Trump war für mich einer der besseren Präsidenten der USA der letzten Jahrzehnte – massive Propaganda des Establishments mit ein paar zusätzlichen Wahlbeiefen hatten das aber geändert, inkl seiner etwas unorthodoxen Kommunikation die den mit TechMoney gefütterten Medien immer wieder Angriffsfläche lieferten …

elly
4 Monate her

Biden steht vor dem gleichen Problem wie Merkel im Jahre 2015 und ich beobachte gespannt, ob er die Grenzen auf macht. Ich glaube nicht und bin gespannt, ob hier die linke Kampfpresse überhaupt darüber berichten wird.

Thorsten
4 Monate her
Antworten an  elly

Biden muss die Grenzen etwas dichter machen, denn ansonsten sind Wahlniederlagen vorprogrammiert. Mal sehen, wann es auf die Agenda kommt.
die Republikaner haben noch das Problem, dass dies eine Bestätigung von Trumps Politik wäre, den sie eigentlich los werden wollen.

Anna Log
4 Monate her
Antworten an  Thorsten

Demokraten! Nicht die Republikaner.

egal1966
4 Monate her
Antworten an  Thorsten

İch glaube, dass sie sich in bezug auf die Republikanern und Ex-Praesident Trump taueschen.
İch sehe bei den Großteil der Republikanern keinerlei „Absetzbewegungen“ gegenüber Trump, auch wenn dieses hier medial so geframt wurde.
Vielmehr hat und wird die republikanische Partei auch in Zukunft von der Beliebtheit und Volksnaehe Trumps mehr als profitieren, so dass schon aus diesen Grund es sich die Partei gar nicht leisten kann nun Trump in die Verdammnis zu schicken, auch wenn dieses einige republikanische Senatoren versucht haben…

Hannibal Murkle
4 Monate her

Zusätzlich zur Impfkrise kommt die Klimahysterie der Linksgrünen mit der Mega-Abschaltung, damit bloß ein paar Green-Tech-Investoren etwas mehr verdienen. Schon veröffentlichen die Grünen Programme mit 70% Abschaltung bis 2030 – wieso nicht gleich über 100%? Die ÖR-Medien framen in den gleichen Nachrichten gleich was von vermeintlich drohenden Mega-Dürren – auch wenn es in der realen Welt ständig regnet.
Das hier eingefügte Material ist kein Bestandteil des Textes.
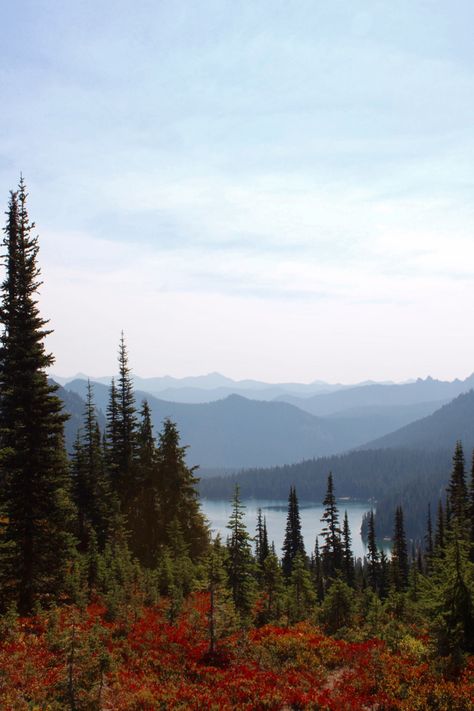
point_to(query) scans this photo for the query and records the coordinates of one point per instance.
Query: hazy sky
(279, 190)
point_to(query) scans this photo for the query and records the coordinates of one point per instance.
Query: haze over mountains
(237, 432)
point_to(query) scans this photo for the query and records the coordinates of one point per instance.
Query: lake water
(275, 512)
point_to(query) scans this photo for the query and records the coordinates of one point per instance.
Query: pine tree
(457, 493)
(318, 572)
(347, 555)
(439, 541)
(429, 543)
(373, 562)
(91, 486)
(400, 567)
(293, 542)
(301, 595)
(331, 533)
(471, 508)
(37, 544)
(177, 494)
(273, 588)
(240, 565)
(145, 512)
(126, 432)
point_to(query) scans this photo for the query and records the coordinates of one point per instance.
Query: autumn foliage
(75, 659)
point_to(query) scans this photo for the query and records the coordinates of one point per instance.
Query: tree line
(121, 519)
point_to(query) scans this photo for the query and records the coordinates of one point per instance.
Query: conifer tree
(318, 572)
(273, 588)
(373, 562)
(126, 429)
(439, 541)
(457, 492)
(331, 533)
(301, 595)
(429, 542)
(347, 555)
(399, 553)
(91, 486)
(177, 494)
(240, 565)
(37, 545)
(293, 542)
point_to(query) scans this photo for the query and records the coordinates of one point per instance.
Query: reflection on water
(275, 512)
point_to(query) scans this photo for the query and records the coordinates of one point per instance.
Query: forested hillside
(114, 596)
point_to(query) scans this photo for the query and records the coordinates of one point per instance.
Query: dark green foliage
(273, 588)
(331, 533)
(91, 485)
(261, 539)
(373, 560)
(240, 564)
(337, 610)
(176, 489)
(293, 542)
(301, 595)
(37, 544)
(347, 555)
(457, 497)
(399, 553)
(439, 541)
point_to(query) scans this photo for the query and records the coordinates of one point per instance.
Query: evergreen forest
(114, 594)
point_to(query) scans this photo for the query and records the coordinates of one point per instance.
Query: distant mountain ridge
(214, 386)
(377, 394)
(236, 432)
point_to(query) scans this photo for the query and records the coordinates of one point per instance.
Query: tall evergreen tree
(293, 542)
(457, 492)
(373, 561)
(261, 539)
(429, 541)
(178, 497)
(331, 533)
(347, 555)
(126, 428)
(400, 566)
(37, 544)
(240, 565)
(91, 486)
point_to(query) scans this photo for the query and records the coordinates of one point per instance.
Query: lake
(275, 512)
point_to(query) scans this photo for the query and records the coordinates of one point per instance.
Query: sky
(272, 190)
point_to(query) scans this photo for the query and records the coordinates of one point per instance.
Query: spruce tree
(177, 493)
(37, 545)
(347, 555)
(457, 493)
(373, 562)
(439, 541)
(293, 542)
(91, 486)
(331, 533)
(240, 565)
(400, 566)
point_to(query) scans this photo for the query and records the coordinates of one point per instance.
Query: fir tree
(399, 553)
(273, 588)
(177, 494)
(457, 492)
(331, 533)
(91, 486)
(429, 542)
(37, 545)
(126, 429)
(240, 565)
(301, 595)
(373, 562)
(293, 542)
(347, 555)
Laut linksgrünen Medien „müssen“ wir jetzt mit den USA wetteifern, wer sich schneller abschaltet – müssen wir? Ich könnte den Amis den Vortritt lassen – doch diesen wollen die vermutlich nicht, nicht mal Biden.

MeHere
4 Monate her
Antworten an  Hannibal Murkle

Was das Klima betrifft, müsste man es in China und Indien anfangen zu retten … hier mit 0.02 % Gesamtanteil wird das schwierig. Warum die dummen Menschen (nun in Redaktionen und Machtpositionen dank sozialen Aufstieg vertreten) das nicht berichten ist klar: es ist ein mehrschichtiges Geschäftsmodell.
Wer noch Elefanten in freier Wildbahn sehen will sollte bald nach Afrika fahren …

Peer Munk
4 Monate her

Ich wusste gar nicht, dass es mein größter Traum ist, endlich die Impdung zu bekommen gegen eine grippeähnliche Erkrankung.
Laut Arbeitsgruppe Influenza des RKI ist die Aktivität der Atemwegsekrankungen momentan fast in ganz D normal, an einigen wenigen Orten geringfügig erhöht. Ich verstehe nicht, inwiefern das die nationale Kraftanstrengung einer möglichst zügigen Massenimpfung rechtfertigt – und einen indirekten Impfzwang, der meiner Meinung nach auch durch Artikel wie diesen gefördert wird. Denn es wird auch hier implizit die Meinung vertreten, dass Massenimpfung die einzige Lösung sei.